What is wrong with me?
I've eaten Easter candy and ice cream. I'm sabotoging myself. I was hoping I could hold out and not have a fill but I'm realizing I need it. I can eat pretty much anything and as much as I want. I'm not making the right choices and I've gained 3lbs. I hurt my back on Easter sunday - I've never hurt my back before. I simply got up from playing with the kids on the floor and had a pinch in my lower back and I couldn't stand up straight. It was so very painful - I could barely walk. I didn't even go to work on Monday and I never miss work. Anyway - I think taking it slow may have helped my port pain - actually I think I've been compensating so much for that pain when bending certain ways that perhaps I created this lower back pain injury. Anyway - it just tells me that I need to exercise, stretch out my muscles and strengthen them to hopefully help that I don't have this happen again.
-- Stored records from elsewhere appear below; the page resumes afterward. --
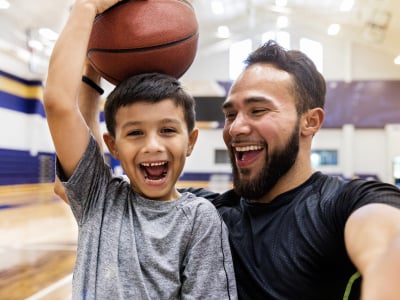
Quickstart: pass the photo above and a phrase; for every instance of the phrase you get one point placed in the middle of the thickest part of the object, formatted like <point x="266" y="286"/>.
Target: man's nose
<point x="239" y="126"/>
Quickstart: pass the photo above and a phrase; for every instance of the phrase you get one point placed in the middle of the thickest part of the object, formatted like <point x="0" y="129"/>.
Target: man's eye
<point x="135" y="132"/>
<point x="257" y="111"/>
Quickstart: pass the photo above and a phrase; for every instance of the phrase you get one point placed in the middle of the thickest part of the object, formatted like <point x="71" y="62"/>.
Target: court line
<point x="51" y="288"/>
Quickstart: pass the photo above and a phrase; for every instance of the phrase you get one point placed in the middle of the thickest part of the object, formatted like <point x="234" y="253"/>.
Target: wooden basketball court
<point x="37" y="244"/>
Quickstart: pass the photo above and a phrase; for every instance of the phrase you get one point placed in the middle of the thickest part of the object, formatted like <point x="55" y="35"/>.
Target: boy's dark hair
<point x="151" y="88"/>
<point x="309" y="84"/>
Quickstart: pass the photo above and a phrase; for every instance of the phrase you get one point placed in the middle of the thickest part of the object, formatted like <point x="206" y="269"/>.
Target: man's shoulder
<point x="226" y="199"/>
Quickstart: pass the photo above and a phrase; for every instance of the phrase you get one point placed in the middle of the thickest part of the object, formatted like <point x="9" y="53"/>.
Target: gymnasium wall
<point x="361" y="126"/>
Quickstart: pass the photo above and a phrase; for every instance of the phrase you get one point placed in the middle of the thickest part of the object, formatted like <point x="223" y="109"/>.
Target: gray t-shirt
<point x="130" y="247"/>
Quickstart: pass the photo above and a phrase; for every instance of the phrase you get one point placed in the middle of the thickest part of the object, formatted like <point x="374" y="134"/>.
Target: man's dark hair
<point x="309" y="84"/>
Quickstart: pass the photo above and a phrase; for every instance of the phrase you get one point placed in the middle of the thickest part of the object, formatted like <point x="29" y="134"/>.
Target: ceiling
<point x="373" y="23"/>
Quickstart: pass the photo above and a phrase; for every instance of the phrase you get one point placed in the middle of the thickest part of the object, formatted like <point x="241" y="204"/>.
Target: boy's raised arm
<point x="68" y="129"/>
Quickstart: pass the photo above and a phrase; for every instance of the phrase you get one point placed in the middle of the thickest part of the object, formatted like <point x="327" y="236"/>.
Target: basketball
<point x="142" y="36"/>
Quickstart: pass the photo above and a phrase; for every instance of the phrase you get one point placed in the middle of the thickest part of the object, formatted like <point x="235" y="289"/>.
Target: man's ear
<point x="110" y="143"/>
<point x="192" y="141"/>
<point x="312" y="121"/>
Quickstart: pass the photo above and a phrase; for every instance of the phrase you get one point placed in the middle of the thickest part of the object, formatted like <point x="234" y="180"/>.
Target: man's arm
<point x="68" y="128"/>
<point x="372" y="236"/>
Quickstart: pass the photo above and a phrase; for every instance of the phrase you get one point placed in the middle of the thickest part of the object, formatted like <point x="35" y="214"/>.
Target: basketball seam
<point x="143" y="49"/>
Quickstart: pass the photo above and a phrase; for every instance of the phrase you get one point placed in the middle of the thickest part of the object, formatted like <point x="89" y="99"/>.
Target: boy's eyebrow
<point x="163" y="121"/>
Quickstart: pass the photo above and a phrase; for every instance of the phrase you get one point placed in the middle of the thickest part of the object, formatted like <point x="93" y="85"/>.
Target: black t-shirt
<point x="293" y="247"/>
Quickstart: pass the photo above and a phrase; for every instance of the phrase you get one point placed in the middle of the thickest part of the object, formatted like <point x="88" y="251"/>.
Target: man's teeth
<point x="248" y="148"/>
<point x="153" y="164"/>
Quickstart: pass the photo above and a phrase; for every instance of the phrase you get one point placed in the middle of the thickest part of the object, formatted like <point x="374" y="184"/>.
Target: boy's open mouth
<point x="154" y="170"/>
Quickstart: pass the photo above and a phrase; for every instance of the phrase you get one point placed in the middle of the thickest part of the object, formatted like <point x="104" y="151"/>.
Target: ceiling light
<point x="397" y="60"/>
<point x="4" y="4"/>
<point x="282" y="22"/>
<point x="35" y="45"/>
<point x="280" y="2"/>
<point x="217" y="7"/>
<point x="346" y="5"/>
<point x="223" y="32"/>
<point x="333" y="29"/>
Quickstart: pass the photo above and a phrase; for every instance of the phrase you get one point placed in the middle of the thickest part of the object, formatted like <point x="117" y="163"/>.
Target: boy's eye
<point x="168" y="130"/>
<point x="135" y="132"/>
<point x="229" y="114"/>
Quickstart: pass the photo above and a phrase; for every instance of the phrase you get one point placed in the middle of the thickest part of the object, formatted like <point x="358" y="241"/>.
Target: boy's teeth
<point x="153" y="164"/>
<point x="248" y="148"/>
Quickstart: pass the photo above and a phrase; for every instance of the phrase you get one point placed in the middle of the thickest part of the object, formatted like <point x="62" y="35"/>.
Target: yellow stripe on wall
<point x="20" y="89"/>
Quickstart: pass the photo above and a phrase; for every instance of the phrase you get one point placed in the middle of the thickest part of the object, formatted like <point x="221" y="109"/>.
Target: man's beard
<point x="276" y="165"/>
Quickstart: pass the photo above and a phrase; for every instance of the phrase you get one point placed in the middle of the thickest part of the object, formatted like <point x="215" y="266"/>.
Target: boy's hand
<point x="99" y="5"/>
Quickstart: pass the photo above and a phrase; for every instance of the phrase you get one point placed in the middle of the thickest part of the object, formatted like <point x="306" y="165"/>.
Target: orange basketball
<point x="142" y="36"/>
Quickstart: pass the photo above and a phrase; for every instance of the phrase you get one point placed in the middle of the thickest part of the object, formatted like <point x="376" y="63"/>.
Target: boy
<point x="143" y="239"/>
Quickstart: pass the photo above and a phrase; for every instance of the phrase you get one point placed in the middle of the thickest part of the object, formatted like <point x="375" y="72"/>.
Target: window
<point x="238" y="53"/>
<point x="221" y="156"/>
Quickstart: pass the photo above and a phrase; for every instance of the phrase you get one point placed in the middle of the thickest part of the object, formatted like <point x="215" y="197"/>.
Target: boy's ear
<point x="192" y="141"/>
<point x="312" y="121"/>
<point x="110" y="143"/>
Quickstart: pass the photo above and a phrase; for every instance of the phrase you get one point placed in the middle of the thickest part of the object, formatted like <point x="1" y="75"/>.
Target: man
<point x="296" y="233"/>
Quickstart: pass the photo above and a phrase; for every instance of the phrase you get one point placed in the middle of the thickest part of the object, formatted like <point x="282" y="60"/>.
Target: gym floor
<point x="37" y="244"/>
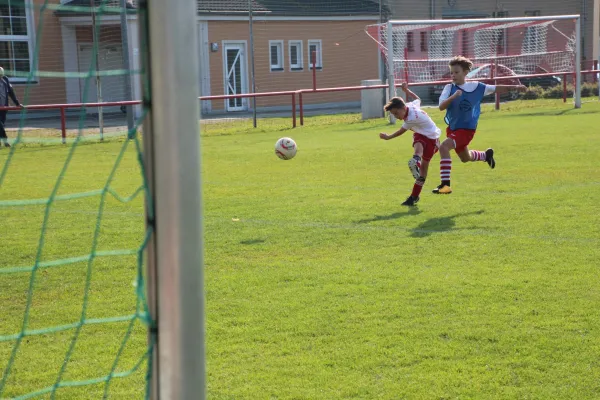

I was hoping to be smaller by my next business meeting - well its next week - and I'm not any smaller. Also my birthday is in 2 mos - guess I won't be where I'd hoped by that time. The worst part is, that its all my fault. When am I going to fix this? When am I going to make the right choices? Am I greiving the loss of food? I have felt a little depressed about not being able to eat what I want and I've noticed myself eating like I'll never get to eat that stuff again. Self sabotage. I think I'm PMSing also. Lovely.
I'm going to order that book - on cognitive re-learning - its at my local library so I think I'll do that before I go and purchase it.
I'm going to make myself a tip jar - things to distract me in the moment where I want to eat something.